I think i sold out a little early with this one last week.
Still profit is profit
Always hard to predict the wild price swings with these little stocks


----------



## greggles (31 October 2017)

PSC's share price has been creeping up recently. At the end of June it was 2c and today it is at 4.8c. 

A lot of small cap miners have been seeing some positive share price movement in the last few months. Maybe it's just the stocks I've been noticing but there appears to be signs of a turnaround in the sector. Interesting times.


----------



## Trav. (24 December 2020)

Trialing some new software and I still have my training wheels on so bear with me as I post a few charts and hopefully I can get 1 or 2 predictions correct

Lithium...is it time for PSC to shine ???

It appears that Wave 2 is complete and SP is about take off ( up 8% today ) with plenty of more potential for more.

Coming out of oversold area and looks good


----------



## Dona Ferentes (9 July 2021)

_movement at the station_

Raised $6.5 million in placement in April
Pilot plant up and running
High value petalite - a lithium aluminium phyllosilicate mineral LiAlSi4O10
Open pit near surface mining
40km from Harare, Zimbabwe

Measured to a 1% cut-off, the Arcadia project has a high grade JORC mineral resource of 43.2 million tonnes at* 1.45% lithium oxide *and 119 parts per million tantalum pentoxide for 61.5 million tonnes of lithium oxide and 11.3 million pounds of tantalum pentoxide.

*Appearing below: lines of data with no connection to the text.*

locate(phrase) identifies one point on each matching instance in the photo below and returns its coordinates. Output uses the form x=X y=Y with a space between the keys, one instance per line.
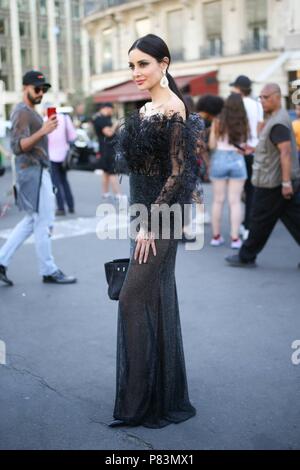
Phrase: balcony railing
x=258 y=44
x=212 y=49
x=93 y=6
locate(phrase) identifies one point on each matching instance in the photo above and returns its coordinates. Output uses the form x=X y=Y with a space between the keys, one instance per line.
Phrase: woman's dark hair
x=233 y=120
x=210 y=104
x=156 y=47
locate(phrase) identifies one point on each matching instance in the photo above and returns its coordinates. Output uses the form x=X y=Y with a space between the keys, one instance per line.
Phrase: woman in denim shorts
x=228 y=170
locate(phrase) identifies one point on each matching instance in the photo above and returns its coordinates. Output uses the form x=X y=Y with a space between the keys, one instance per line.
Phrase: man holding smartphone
x=34 y=192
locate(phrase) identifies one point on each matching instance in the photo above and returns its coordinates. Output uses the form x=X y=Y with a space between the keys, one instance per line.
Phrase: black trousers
x=61 y=183
x=268 y=207
x=249 y=191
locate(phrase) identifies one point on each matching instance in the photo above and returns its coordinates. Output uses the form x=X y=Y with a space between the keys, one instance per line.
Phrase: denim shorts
x=227 y=164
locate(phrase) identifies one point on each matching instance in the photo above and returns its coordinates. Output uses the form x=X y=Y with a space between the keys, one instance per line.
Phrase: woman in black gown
x=159 y=147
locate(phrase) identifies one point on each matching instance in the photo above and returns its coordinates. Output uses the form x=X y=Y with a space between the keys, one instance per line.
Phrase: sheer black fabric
x=151 y=388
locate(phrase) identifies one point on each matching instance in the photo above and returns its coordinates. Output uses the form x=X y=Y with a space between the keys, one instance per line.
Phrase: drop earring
x=164 y=82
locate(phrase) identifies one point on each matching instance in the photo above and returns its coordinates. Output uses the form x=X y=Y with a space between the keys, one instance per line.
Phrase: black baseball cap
x=35 y=78
x=106 y=105
x=242 y=81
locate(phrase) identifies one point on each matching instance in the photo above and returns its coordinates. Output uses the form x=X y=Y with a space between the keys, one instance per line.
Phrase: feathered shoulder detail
x=164 y=145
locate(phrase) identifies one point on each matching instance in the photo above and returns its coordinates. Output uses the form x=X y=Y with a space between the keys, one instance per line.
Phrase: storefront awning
x=193 y=85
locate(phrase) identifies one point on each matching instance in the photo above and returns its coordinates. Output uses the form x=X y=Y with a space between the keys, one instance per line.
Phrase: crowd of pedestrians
x=251 y=156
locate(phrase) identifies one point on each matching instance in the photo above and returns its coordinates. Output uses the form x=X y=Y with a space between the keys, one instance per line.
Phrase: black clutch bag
x=115 y=272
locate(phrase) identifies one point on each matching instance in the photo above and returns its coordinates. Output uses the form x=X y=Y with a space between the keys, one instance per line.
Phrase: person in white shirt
x=255 y=114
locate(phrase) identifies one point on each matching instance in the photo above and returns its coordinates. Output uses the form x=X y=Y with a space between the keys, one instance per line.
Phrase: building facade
x=43 y=35
x=258 y=38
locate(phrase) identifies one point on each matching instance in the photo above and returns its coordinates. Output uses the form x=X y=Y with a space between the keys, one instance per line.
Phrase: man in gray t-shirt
x=34 y=192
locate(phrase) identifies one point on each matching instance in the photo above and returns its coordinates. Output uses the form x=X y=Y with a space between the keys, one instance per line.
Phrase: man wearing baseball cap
x=255 y=115
x=34 y=191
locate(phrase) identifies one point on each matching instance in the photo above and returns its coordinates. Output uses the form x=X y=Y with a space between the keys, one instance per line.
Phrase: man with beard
x=34 y=192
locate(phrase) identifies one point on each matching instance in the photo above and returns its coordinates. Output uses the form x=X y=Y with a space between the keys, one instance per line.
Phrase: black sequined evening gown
x=151 y=384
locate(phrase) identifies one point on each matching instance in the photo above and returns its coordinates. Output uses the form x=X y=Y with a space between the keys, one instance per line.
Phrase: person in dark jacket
x=34 y=187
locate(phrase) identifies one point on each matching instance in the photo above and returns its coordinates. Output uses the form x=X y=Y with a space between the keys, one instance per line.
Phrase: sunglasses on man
x=38 y=89
x=266 y=97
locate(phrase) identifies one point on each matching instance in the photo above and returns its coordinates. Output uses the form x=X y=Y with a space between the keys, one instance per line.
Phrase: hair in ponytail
x=156 y=47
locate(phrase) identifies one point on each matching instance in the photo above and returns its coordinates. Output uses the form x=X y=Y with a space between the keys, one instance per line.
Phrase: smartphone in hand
x=51 y=111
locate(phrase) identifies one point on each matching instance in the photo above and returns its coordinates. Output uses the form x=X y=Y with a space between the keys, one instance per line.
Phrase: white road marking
x=78 y=227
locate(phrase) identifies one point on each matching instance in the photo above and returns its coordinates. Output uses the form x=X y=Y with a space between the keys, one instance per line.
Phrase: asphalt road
x=57 y=386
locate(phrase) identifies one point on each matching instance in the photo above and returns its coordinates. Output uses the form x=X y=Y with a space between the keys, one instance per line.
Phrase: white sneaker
x=236 y=244
x=206 y=218
x=217 y=241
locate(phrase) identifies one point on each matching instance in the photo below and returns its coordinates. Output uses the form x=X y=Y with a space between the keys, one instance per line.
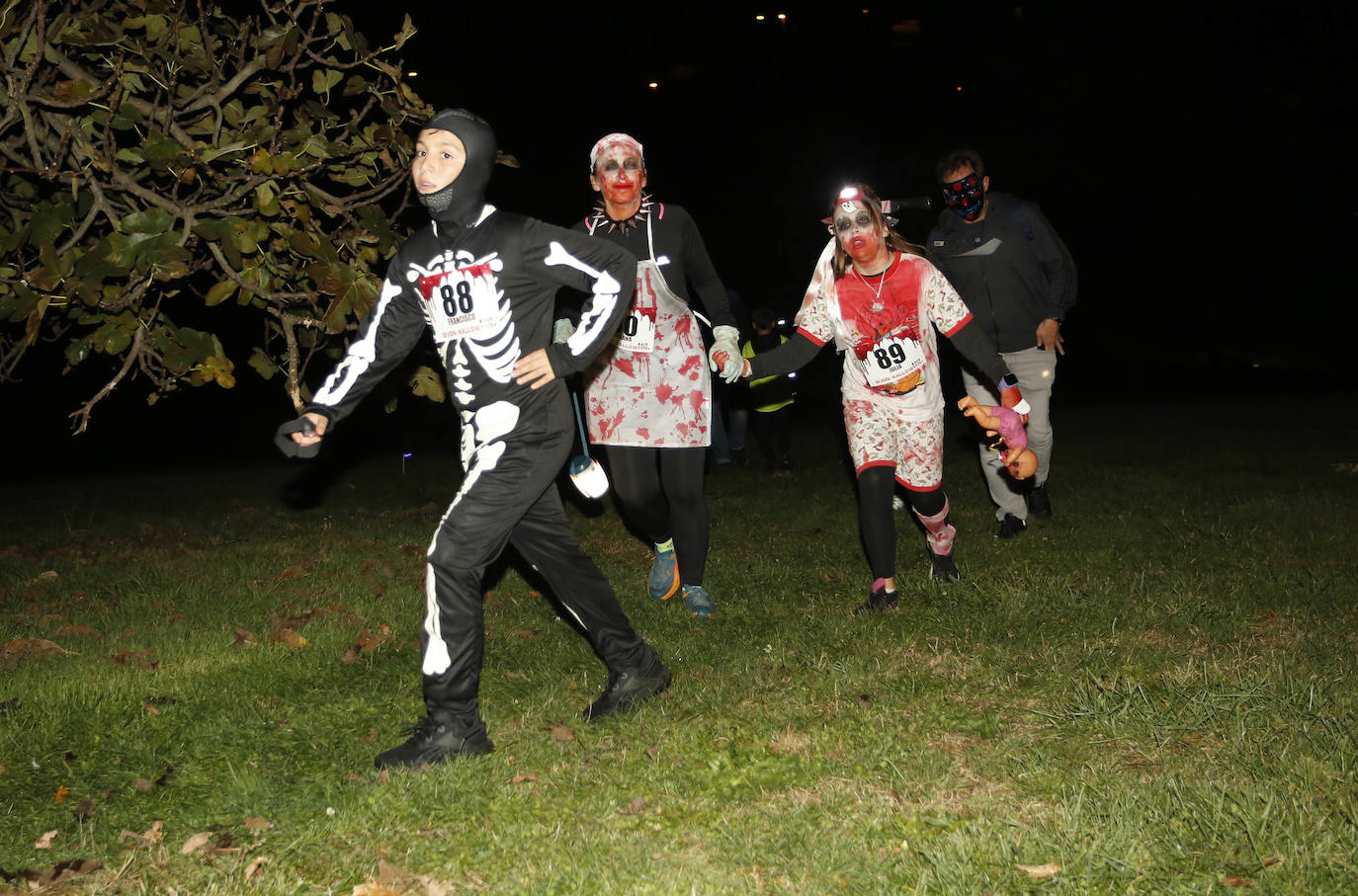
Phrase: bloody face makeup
x=620 y=174
x=859 y=232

The project’s DFS was updated in 2019, outlining a low-cost project with a pre-tax internal rate of return of 71% and payback within 18 months of first production.

The DFS mapped an estimated 15.5-year initial mine life – a substantial project of note in a country that has changed (or so they claim). The recent Investor Presentation talks of

Significant positive momentum in the last 12 months
Sharply lower inflation and relative currency stability
Government and policy transparency.
But the most recent prospectus can't avoid the fragility of Zimbabwe political, legal and economic systems. Yes, the government wants growth but the tack record hasn't been great.


----------



## Dona Ferentes (6 December 2021)

was doing quite well, from 15c to 75c in the last six months, but has eased off a bit since the recent Ann, 22/11. Now 66c.

_Here is an update on the current strategic partnership process for its 87%-owned Arcadia Lithium Project (Arcadia), as previously announced on 23 August 2021. _


> _Following a period of engagement (including data room access and site visits) with interested parties, over the past week, Prospect has received seven non-binding proposals for the advancement of Arcadia from a range of international parties, encompassing structures including development joint venture, offtake prepayment debt funding and outright acquisition of Prospect’s interest in Arcadia. _


----------



## greggles (29 September 2022)

Prospect Resources inks earn-in agreement with Osino Resources Corp. to acquire stake in Omaruru Lithium Project in Namibia.



> Phase one consists of a US$560,000 cash payment to acquire 20% and a commitment to spend a further US$440,000 on the Project within 1 year to earn an additional 20%.
> 
> After Prospect has completed Phase 1 and proceeds to Phase 2, Prospect will commit a further US$560,000 within a 12-month period for in-ground exploration to reach 51% ownership in the Project.
> 
> After securing 51%, further development funds are to be contributed on a pro-rata basis. If a party does not contribute their pro rata share, their shareholding will be diluted. The minority Shareholder will dilute to 15% and then such interest shall be free carried at the 15% level through to completion of the DFS.




Hard to say what this project will add up to but the market seems to think the deal is good with PSC up 11.7% today. 51% for US$1,560,000 could end up being a good deal depending on what the drilling finds.


----------